Norton struggles with his Austrian accent (Biel doesn’t even put up a fight), but he and Giamatti confirm their status as acting apotheoses. Their bravura, especially when together onscreen, is the engine that drives the film through a few torpid interludes.
Director Neil Burger fashions an atmospheric mise en scène complemented nicely by Philip Glass’ ambient score. The direction is questionable in parts, particularly the choice to rely on digital sorcery to recreate classic 19th-century stage magic, which removes most of the wonderment from Eisenheim’s wizardry.
Onscreen events build to a denouement constructed around extreme convention and contrivance, but one that allows Burger to slyly incorporate the film’s audience into the sleight-of-hand milieu.
The biggest illusion in The Illusionist is concealing its conventional plot behind a curtain of period costume and set design. The show will entertain casual audiences, but anyone expecting highbrow indie theater will find mostly smoke and mirrors.
In THE QUIET, director Jamie Babbit attempts to conjure something trickier, but the film is really no more than a shell game of inconsistent characterizations, uncertain motives and fallow themes. From its outset, the denizens of this teen-angst thriller seem well-defined. After the apparent death of her parents, Dot (Camilla Belle), a saturnine deaf-mute, is sent to live with her godparents (Edie Falco and Martin Donovan) and their daughter, Nina (Elisha Cuthbert). Nina is the proverbial cheerleading gamine resentful of Dot’s intrusion into her social and family life.
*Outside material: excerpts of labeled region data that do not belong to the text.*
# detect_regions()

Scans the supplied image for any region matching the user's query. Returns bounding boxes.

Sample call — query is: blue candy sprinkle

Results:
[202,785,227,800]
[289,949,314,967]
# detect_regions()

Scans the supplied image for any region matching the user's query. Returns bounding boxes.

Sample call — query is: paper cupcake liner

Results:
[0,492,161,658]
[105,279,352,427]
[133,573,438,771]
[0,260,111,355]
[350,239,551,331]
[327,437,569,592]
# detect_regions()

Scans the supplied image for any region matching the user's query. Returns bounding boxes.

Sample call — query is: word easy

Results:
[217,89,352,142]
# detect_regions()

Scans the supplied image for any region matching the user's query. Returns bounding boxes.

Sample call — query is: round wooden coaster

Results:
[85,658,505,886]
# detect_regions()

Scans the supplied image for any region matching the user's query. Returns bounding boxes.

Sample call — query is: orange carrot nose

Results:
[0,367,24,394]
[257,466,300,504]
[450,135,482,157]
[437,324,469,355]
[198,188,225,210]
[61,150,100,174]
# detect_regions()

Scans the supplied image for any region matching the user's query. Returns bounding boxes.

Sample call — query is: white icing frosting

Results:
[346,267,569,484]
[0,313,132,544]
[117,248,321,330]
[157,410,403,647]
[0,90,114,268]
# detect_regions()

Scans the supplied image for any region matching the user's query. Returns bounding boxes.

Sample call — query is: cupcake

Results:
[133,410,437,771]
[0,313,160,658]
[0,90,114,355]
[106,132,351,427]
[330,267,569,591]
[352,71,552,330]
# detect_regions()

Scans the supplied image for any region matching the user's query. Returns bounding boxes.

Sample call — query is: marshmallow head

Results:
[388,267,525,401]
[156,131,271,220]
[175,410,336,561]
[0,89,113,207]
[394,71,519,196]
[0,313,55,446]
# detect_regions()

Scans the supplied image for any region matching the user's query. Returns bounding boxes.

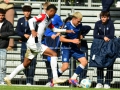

Falco’s Olivia Deer is a chemically dependent harridan, while Donovan’s Paul is the henpecked husband hopelessly out of touch with his teenage wild-child.
However, we soon discover the dark truths underlying this Potemkin village. During a midnight saunter past Nina’s bedroom, Dot discovers Paul is a pedophilic paterfamilias carrying out an incestuous relationship with his daughter, who lacks the power to halt the abuse. Olivia’s self-medication numbs the pain of her connubial deterioration and the evil she subconsciously suspects.
The jolt of these revelations is offset by the languor of their presentation and purpose. As Dot gravitates toward the role of Nina’s protector, her motives remain as murky as Babbit’s subfusc palette. Is Dot a deus ex machina sent for the aegis of her blond doppelganger? Is she trying to save Nina from a malady she also once suffered? Or, does she act out of some latent physical and/or emotional attraction?
It is not the questions that prove infuriating, but that Babbit fails to supply the tools necessary to answer them. Lacking explication, the Deers take in Dot because they do; Dot is “disabled” because she is; Paul molests his daughter because he wants to; and Dot comes to Nina’s aid because she does. I would swear that Dot’s predilection for Beethoven–partly established during her intrusive voiceover narratives–exists just so she can play “Moonlight Sonata” during the film’s climax.
With its scandal-rag narrative, The Quiet‘s art-house aspirations are met solely through sotto voce mutterings, dim lighting and hypnagogic pacing. The disquieting final product is what might happen if David Cronenberg ever made a Lifetime TV movie.
The Illusionist and The Quiet open Friday in select theaters.